Parashá Shofetim – Traduzindo: “Juízes ( nomear Juízes ) ” – Deuteronômio - 16:18 – 21:9

Resumo:

No começo de nossa parashá, há o mandamento de “designar juízes (shoftim) e guardas (shotrim) para você.

O mandamento enfatiza a necessidade de ambos os papéis: “sem guarda não existe juiz. Pois se uma corte julga uma pessoa culpada, quando esta as da sala de julgamento, o juiz não tem mais poder, a menos que um guarda assuma o controle” ( Tanchuma, shoftim, 2).

Por que, então, a Parashá se chama simplesmente de “juízes” , sem nenhuma referencia aos guardas, se “sem guarda não existe juiz”?

Em sua profecia sobre a era Messiânica, Isaías menciona os juízes, mas não os guardas: “Eu restaurarei os juízes como eles eram anteriormente, e seus conselheiros como eles eram no começo” Isaias 1:26.

Isso porque na era Messiânica nós testemunharemos o desaparecimento do mal e do egoísmo (ver Zacarias 13:2), sendo assim, não haverá necessidade de guardas, que forçam as pessoas a serem corretas. Entretanto, ainda será preciso os juízes, que aprovam as leis, estudam Torá e fornecem assistência prática ao povo judeu em assuntos de Torá e seus mandamentos.

Portanto, na verdade, os guardas são assistentes secundários dos juízes. Somente em uma situação quando o juiz é incapaz de aplicar justiça, pode se recorrer a um guarda, que trabalho com “o bastão e o chicote”, forçando a parte culpada a aceitar a decisão do juiz.

Assim, nossa Parashá é chamada simplesmente de “Juízes”, visto que a nomeação de guardas não é um mandamento separado, mas uma subcategoria dentro do mandamento de designar juízes. Guardas não são uma necessidade legal e intrínseca, e em uma época na qual as pessoas serão respeitosas, como na Era Messiânica, eles serão supérfluos.

Entretanto, como todos os aspectos da Torá são eternos, haverá uma função para os guardas mesmo depois da redenção. A diferença é que será uma função positiva – anunciar e divulgar as decisões dos juízes e ajudar o povo a cumprir as diretivas dos tribunais.

Tecemos agora alguns comentários isolados da Parashá.

Torá e Profecia : A Torá é superior à profecia, na medida que: A Torá nos ensina o propósito final da existência. Profecia é um meio para um fim, para encorajar o povo a observar a Torá.

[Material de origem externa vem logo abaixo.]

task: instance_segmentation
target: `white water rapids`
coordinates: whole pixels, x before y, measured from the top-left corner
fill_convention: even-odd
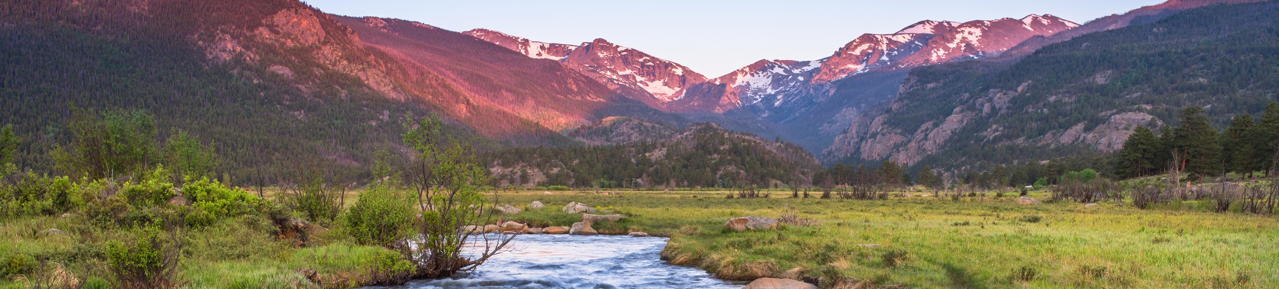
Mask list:
[[[610,289],[742,288],[744,283],[711,277],[706,271],[660,260],[666,238],[622,235],[519,235],[475,272],[439,280],[414,280],[394,289]],[[372,289],[372,288],[368,288]]]

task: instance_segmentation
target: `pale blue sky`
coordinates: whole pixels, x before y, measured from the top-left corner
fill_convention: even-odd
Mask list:
[[[967,22],[1053,14],[1085,23],[1163,0],[307,0],[352,17],[489,28],[542,42],[595,38],[719,77],[760,59],[816,60],[862,33],[893,33],[923,19]]]

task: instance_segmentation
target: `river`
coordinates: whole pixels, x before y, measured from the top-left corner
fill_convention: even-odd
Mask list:
[[[519,235],[475,272],[414,280],[394,289],[441,288],[742,288],[706,271],[660,260],[666,238],[624,235]],[[368,288],[372,289],[372,288]]]

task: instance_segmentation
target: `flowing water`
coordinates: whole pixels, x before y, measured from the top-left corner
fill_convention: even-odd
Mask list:
[[[437,288],[742,288],[706,271],[660,260],[666,238],[620,235],[519,235],[510,252],[489,258],[475,272],[451,279],[414,280],[395,289]],[[372,289],[372,288],[370,288]]]

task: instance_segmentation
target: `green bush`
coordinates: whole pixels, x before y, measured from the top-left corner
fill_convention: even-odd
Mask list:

Nem Agoureiro e nem Prognosticador : O denominador comum destas práticas era a tentativa do ser humano de, devido a seus temores e inseguranças, tentar desvendar seu futuro. A Torá considera estas praticas abominações gravíssimas, pois aquele que realmente crê em D’us, não pode sujeitar seus passos ou decisões aos conselhos de adivinhos e similares.

Falso Testemunho : A Torá considera o falso testemunho como um crime hediondo, porque D’us se refere ao povo judeu como “minhas testemunhas” ( Isaias 43:10 ), indicando que a própria existência do povo judeu “testifica” a existência de D’us. Ao emitir falso testemunho a pessoa, portanto, infringe o propósito de sua existência.

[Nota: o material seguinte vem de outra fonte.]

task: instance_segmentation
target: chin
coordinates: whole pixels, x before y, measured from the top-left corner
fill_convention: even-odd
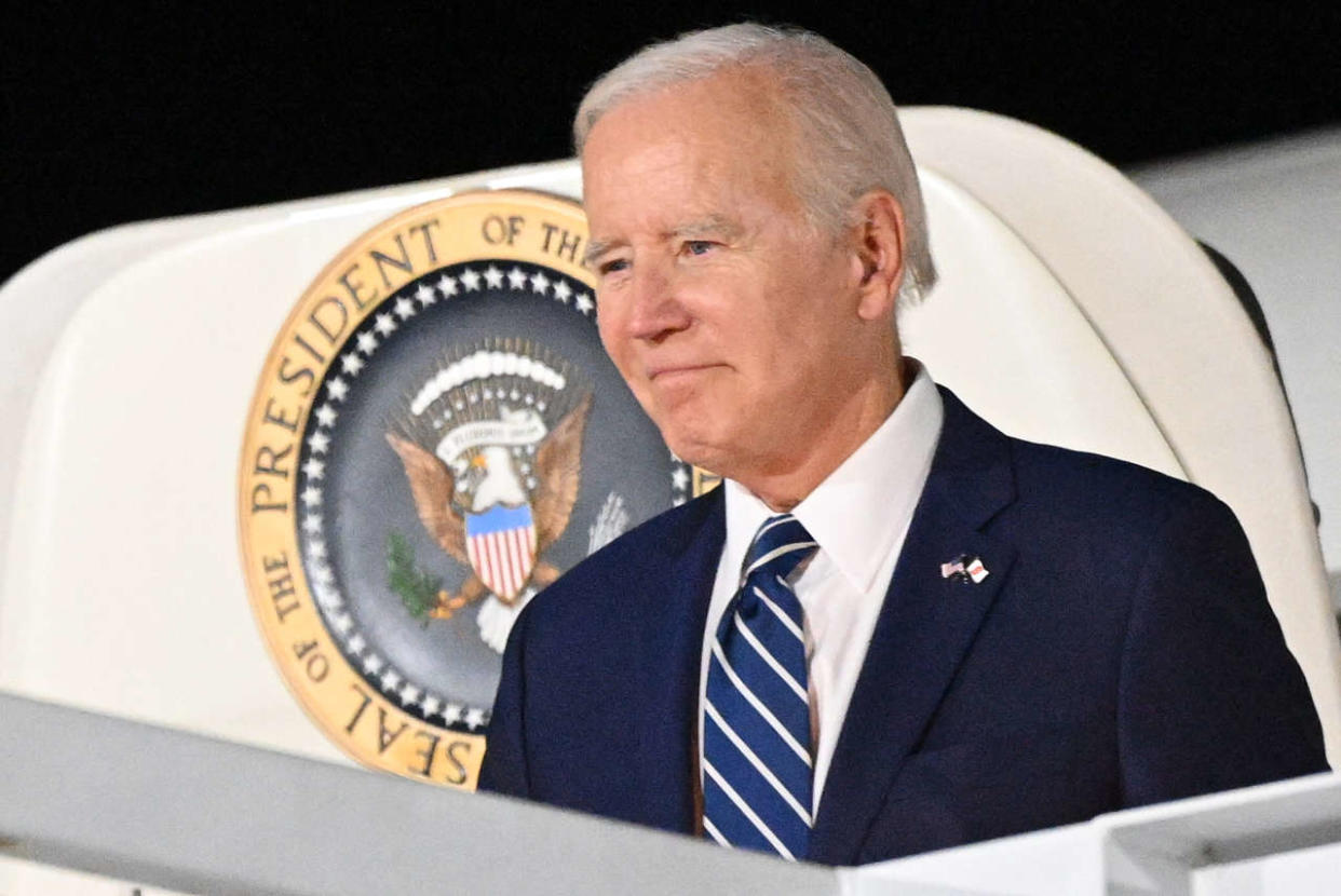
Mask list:
[[[707,433],[684,432],[672,427],[661,427],[661,437],[665,439],[666,447],[680,460],[708,472],[723,475],[720,467],[725,461],[725,452],[720,441],[708,437]]]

A arvore do campo é um homem ( 20:19 ) – Qual a conexão entre o homem e uma arvore ? ;

A qualidade singular de uma arvore que nenhum homem possui, é que ela esta firme e enraizada em sua fonte de vida e energia, o solo. E devido a este firme enraizamento, a arvore cresce cada vez mais alta e mais forte do que qualquer membro do reino animal.

Assim, a “arvore” dentro do homem é aquela parte de sua constituição, que é:

a-) a parte mais enraizada na alma: e consequentemente :

b-) é a mais poderosa. E isto é: Seu caráter e emoções.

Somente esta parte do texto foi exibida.